To date, considerable research efforts have been made to discover novel organic dyes for DSSCs with indoor applications, leading to excellent results7,8,11,20. However, the traditional process for the development of new sensitizers is often based on trial-and-error protocols, which frequently turn out to be expensive and time-consuming. In this framework, data-driven approaches, such as Machine Learning (ML) techniques, can be considered a valuable strategy to accelerate the discovery of novel materials for optoelectronic applications.

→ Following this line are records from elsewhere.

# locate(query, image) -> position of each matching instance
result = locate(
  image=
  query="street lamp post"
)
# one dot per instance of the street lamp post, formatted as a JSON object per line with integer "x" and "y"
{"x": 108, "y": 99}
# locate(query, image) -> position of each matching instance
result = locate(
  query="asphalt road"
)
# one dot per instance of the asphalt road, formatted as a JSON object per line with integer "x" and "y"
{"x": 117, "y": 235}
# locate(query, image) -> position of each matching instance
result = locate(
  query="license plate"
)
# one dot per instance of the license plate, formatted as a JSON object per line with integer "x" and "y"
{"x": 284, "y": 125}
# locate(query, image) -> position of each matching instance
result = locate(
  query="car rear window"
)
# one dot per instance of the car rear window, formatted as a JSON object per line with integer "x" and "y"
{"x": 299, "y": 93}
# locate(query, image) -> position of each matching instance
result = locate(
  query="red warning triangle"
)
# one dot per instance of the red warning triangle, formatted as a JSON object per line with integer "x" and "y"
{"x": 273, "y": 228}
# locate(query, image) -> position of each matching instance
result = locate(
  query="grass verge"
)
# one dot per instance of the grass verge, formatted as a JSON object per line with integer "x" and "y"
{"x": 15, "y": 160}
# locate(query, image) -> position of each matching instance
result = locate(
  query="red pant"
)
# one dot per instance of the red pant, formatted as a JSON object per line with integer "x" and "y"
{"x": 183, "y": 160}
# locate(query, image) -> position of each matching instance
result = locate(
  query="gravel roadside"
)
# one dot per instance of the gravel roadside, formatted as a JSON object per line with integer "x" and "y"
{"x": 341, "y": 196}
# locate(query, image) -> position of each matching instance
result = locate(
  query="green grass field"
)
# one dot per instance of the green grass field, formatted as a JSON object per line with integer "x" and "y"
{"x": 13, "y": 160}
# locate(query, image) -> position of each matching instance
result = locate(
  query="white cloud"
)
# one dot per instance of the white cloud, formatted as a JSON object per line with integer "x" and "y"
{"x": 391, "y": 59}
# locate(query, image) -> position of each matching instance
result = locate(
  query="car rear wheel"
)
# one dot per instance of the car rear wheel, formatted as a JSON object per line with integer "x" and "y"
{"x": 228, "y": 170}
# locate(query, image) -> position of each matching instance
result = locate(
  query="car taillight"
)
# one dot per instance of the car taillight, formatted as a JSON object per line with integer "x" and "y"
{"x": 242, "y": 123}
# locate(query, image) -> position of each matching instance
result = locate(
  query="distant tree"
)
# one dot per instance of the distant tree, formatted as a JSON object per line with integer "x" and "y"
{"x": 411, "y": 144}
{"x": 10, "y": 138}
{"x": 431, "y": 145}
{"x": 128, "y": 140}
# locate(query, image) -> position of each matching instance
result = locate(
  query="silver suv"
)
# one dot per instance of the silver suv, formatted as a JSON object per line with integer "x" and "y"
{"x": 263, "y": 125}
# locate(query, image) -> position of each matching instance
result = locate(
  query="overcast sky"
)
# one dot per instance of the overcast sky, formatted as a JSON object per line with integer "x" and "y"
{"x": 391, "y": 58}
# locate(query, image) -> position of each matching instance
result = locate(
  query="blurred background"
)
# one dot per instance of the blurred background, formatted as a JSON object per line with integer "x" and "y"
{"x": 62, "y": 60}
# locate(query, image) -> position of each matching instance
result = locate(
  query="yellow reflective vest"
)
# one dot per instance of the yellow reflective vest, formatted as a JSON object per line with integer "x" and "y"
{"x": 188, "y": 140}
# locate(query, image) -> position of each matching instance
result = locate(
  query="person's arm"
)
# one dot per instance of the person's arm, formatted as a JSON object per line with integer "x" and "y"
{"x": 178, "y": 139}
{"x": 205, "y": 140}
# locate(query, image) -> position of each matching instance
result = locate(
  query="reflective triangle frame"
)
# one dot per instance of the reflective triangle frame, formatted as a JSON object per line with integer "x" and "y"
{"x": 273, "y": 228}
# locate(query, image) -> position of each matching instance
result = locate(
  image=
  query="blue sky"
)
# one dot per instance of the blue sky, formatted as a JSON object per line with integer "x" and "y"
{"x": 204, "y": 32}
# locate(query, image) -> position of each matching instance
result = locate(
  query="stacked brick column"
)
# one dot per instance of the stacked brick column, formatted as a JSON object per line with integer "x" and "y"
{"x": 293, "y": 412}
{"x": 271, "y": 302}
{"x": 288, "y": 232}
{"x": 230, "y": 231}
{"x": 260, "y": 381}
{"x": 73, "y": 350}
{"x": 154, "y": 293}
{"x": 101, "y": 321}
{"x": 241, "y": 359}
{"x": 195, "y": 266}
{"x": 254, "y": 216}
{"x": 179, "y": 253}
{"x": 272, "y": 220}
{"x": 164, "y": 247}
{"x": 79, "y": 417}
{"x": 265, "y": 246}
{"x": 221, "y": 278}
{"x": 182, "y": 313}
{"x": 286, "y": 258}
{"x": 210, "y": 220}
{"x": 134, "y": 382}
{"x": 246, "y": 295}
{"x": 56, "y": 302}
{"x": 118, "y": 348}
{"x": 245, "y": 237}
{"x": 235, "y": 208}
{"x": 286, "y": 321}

In particular, the use of ML techniques in combination with quantum chemical approaches based on state-of-the-art Density Functional Theory (DFT) methods was proven to be a successful methodology for predicting the performance of novel compounds in solar energy conversion devices22,23,24,25,26,27,28,29,30,31. Recently, several ML models have been built by implementing DFT data on electronic structures and energetics to predict the PCE of different kinds of solar cells23,24,25,26,32,33,34. For example, in the framework of DSSCs, Ju et al.25 reported a multiple linear regression model (MLR) combined with a hybrid genetic algorithm (GA) to predict the PCE values of N-annulated perylene (N-P) organic sensitizers. The results inspired them to design novel dyes of the same class. Still, N-P organic sensitizers with PCE > 13% have been discovered by Zhang et al.34 by combining DFT methods with three learners. Lu et al.26 implemented two GA-MLR quantitative structure-property relationship (QSPR) models with DFT calculations to design BODIPY-based sensitizers and predict their PCE values; Wen et al.23 merged the approach based on ML and DFT for the identification of novel organic dyes with the estimation of their synthetic accessibility.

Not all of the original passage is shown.